A woman’s place is on the money, at long last

  • By Michelle Singletary
  • Monday, June 22, 2015 12:56pm
  • Business

By 2020, a woman will finally be right on the money — literally. A remake of the $10 bill will include a portrait of a woman, and although a man, Treasury Secretary Jacob Lew, gets the final say on who that woman will be, he’s open to suggestions. So let’s take him up on the offer.

“We have only made changes to the faces on our currency a few times since bills were first put into circulation, and I’m proud that the new 10 will be the first bill in more than a century to feature the portrait of a woman,” Lew said. (Martha Washington appeared on the $1 silver certificate in the 1890s.)

You can post your choice on Twitter, Facebook or Instagram using the hashtag #TheNew10 or register your opinion by going to thenew10.treasury.gov.

Ivy Baker Priest, who served as U.S. treasurer from 1953 to 1961 under President Dwight Eisenhower, has been quoted as having once said, “We women don’t care too much about getting our pictures on money as long as we can get our hands on it.”

I care. This is a moment that women, many of whom are the main income providers for their family, should welcome.

“America’s currency is a way for our nation to make a statement about who we are and what we stand for,” Lew said. “Our paper bills … have long been a way for us to honor our past and express our values.”

The theme for the selection is focused around democracy. The Treasury Department says: “The person should be iconic and have made a significant contribution to — or impact on — protecting the freedoms on which our nation was founded.” The person also has to be deceased.

Over the summer, Treasury officials will be holding meetings to collect input. You can find out where the meetings will be held and register to attend by going to the website for the Bureau of Engraving and Printing (moneyfactory.gov).

There are some great contenders for the coveted spot on the $10 bill — Clara Barton, Eleanor Roosevelt, Sally Ride, Harriet Tubman, Rosa Parks, Susan B. Anthony. In a nonscientific poll by The Washington Post, Roosevelt was in the lead out of a pool of 10 women, last time I checked.

There are so many who are worthy of consideration. There’s civil rights activist Fannie Lou Hamer and Shirley Chisholm, the first black woman to be elected to Congress. One of my top picks is Parks. By refusing to give up her bus seat in 1955, she sat and stood up against inequality not from some great platform but just as a citizen tired of injustice.

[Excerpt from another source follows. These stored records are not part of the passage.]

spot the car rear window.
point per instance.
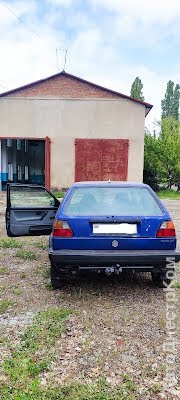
(112, 201)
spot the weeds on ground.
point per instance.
(176, 285)
(41, 245)
(28, 359)
(4, 304)
(4, 271)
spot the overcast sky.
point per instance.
(109, 42)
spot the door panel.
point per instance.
(30, 210)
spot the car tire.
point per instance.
(58, 280)
(160, 280)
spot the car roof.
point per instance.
(109, 183)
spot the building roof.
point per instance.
(65, 74)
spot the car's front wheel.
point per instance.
(163, 279)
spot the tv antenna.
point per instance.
(65, 51)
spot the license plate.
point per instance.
(129, 229)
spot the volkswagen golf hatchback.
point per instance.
(100, 226)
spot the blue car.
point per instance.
(100, 226)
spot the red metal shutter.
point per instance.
(101, 159)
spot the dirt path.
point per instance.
(117, 326)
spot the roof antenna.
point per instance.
(65, 59)
(57, 59)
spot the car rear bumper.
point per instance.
(130, 258)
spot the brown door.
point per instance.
(101, 159)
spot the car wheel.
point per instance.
(58, 280)
(160, 279)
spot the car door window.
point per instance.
(30, 197)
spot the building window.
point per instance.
(26, 146)
(10, 172)
(9, 142)
(26, 173)
(19, 172)
(18, 144)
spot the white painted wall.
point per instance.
(63, 120)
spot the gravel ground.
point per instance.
(117, 327)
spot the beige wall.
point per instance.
(64, 120)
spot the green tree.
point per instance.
(170, 103)
(151, 161)
(136, 89)
(176, 98)
(162, 155)
(169, 151)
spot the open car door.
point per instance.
(30, 210)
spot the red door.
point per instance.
(101, 159)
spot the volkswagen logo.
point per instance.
(115, 243)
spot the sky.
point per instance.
(109, 42)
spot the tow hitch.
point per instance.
(117, 269)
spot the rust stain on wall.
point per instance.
(101, 159)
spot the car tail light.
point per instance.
(61, 229)
(166, 229)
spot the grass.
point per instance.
(168, 194)
(4, 304)
(9, 243)
(4, 271)
(17, 291)
(33, 355)
(176, 285)
(41, 245)
(26, 254)
(76, 391)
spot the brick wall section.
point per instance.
(63, 86)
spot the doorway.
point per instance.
(23, 161)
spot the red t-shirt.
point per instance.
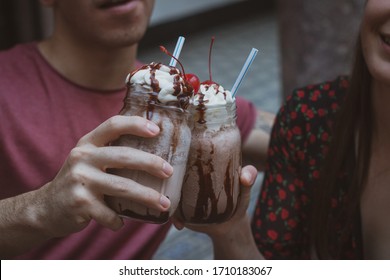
(43, 115)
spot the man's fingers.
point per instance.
(116, 126)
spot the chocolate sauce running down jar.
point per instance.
(172, 144)
(211, 185)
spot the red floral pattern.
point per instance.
(299, 142)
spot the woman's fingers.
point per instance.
(248, 175)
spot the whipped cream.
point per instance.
(214, 94)
(165, 80)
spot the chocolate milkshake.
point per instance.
(211, 185)
(160, 94)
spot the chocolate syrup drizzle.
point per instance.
(206, 209)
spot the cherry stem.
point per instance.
(211, 48)
(164, 50)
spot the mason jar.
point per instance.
(211, 186)
(172, 144)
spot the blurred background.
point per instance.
(300, 42)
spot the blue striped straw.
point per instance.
(244, 70)
(176, 52)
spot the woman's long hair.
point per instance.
(349, 150)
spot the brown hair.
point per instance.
(352, 126)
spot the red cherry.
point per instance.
(194, 81)
(209, 83)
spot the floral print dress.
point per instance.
(299, 143)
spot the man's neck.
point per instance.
(95, 68)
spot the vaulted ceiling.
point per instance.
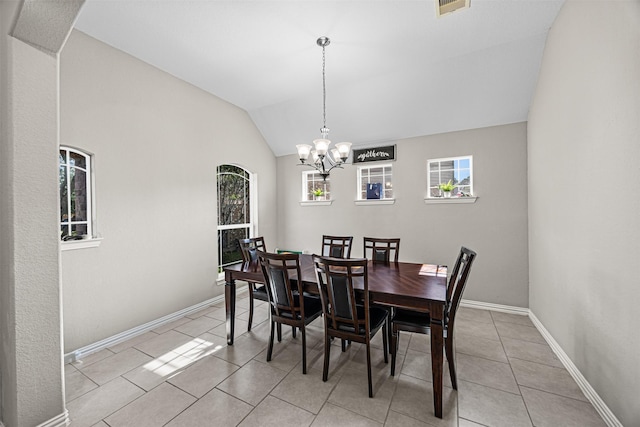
(393, 69)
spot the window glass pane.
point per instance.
(64, 231)
(434, 179)
(233, 199)
(78, 187)
(228, 244)
(446, 164)
(77, 160)
(463, 176)
(446, 175)
(64, 214)
(78, 229)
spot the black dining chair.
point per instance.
(413, 321)
(287, 302)
(346, 315)
(337, 246)
(249, 249)
(381, 250)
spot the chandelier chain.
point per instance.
(324, 93)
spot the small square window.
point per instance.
(375, 182)
(457, 172)
(314, 188)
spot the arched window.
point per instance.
(235, 216)
(75, 194)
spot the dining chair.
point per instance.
(381, 250)
(418, 322)
(288, 304)
(249, 249)
(345, 316)
(337, 246)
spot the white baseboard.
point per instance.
(138, 330)
(593, 397)
(494, 307)
(61, 420)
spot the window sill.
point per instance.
(445, 200)
(375, 202)
(316, 203)
(80, 244)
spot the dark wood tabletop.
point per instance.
(410, 285)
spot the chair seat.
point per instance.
(410, 317)
(260, 292)
(377, 317)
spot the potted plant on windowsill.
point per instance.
(447, 188)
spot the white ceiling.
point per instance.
(393, 70)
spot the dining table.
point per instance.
(415, 286)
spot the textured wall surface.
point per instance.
(157, 141)
(30, 361)
(584, 233)
(495, 226)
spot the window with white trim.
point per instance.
(314, 188)
(458, 171)
(76, 216)
(375, 182)
(235, 212)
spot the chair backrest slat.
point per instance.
(336, 278)
(381, 249)
(336, 246)
(277, 270)
(457, 283)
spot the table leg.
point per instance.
(436, 359)
(230, 307)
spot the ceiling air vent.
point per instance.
(448, 6)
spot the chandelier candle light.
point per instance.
(339, 154)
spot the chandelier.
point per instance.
(340, 153)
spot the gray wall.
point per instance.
(31, 372)
(157, 141)
(495, 226)
(584, 146)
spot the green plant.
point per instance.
(449, 186)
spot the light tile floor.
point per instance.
(184, 374)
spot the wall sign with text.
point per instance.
(374, 154)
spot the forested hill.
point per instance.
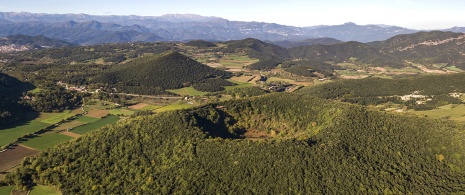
(427, 48)
(431, 91)
(154, 73)
(307, 146)
(11, 91)
(256, 49)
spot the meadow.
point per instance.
(110, 119)
(45, 141)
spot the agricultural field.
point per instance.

How can you read Sojourner Truth’s 1851 speech “Ain’t I a Woman?” and not consider her for the currency? “I could have ploughed and planted, and gathered into barns, and no man could head me! And ain’t I a woman? I could work as much and eat as much as a man — when I could get it — and bear the lash as well! And ain’t I a woman?”

I’ve long admired Eleanor Roosevelt. In a speech before the United Nations in 1958, she spoke about human rights. “Where, after all, do universal human rights begin? In small places, close to home — so close and so small that they cannot be seen on any map of the world. Yet they are the world of the individual person: the neighborhood he lives in; the school or college he attends; the factory, farm or office where he works. Such are the places where every man, woman and child seeks equal justice, equal opportunity, equal dignity without discrimination.”

The clever, snide, vulgar and absurd comments have already begun. Although I did like this comment from @midwestspitfire on Twitter: “Guys, Hamilton has to stay on the $10 because if it was JUST a woman on there it would only be worth $7.70.”

My hope is the debate about the choice will largely be civil and thoughtful. I am fine with any of the leading choices. It’s just time for the all-male money club to provide a permanent place for a woman.

Although the redesigned bill will be unveiled in 2020 to celebrate the 100th anniversary of the right of women to vote, Lew will decide on the new portrait this year.

But here’s one thing about the redesign effort I’m not feeling. The woman on the $10 bill will have to share the space with Alexander Hamilton. In a release, the Treasury Department said Lew has “made clear” that the image of Hamilton will remain in some way as part of the new banknote.

We finally get a woman, but she has to stand by a man?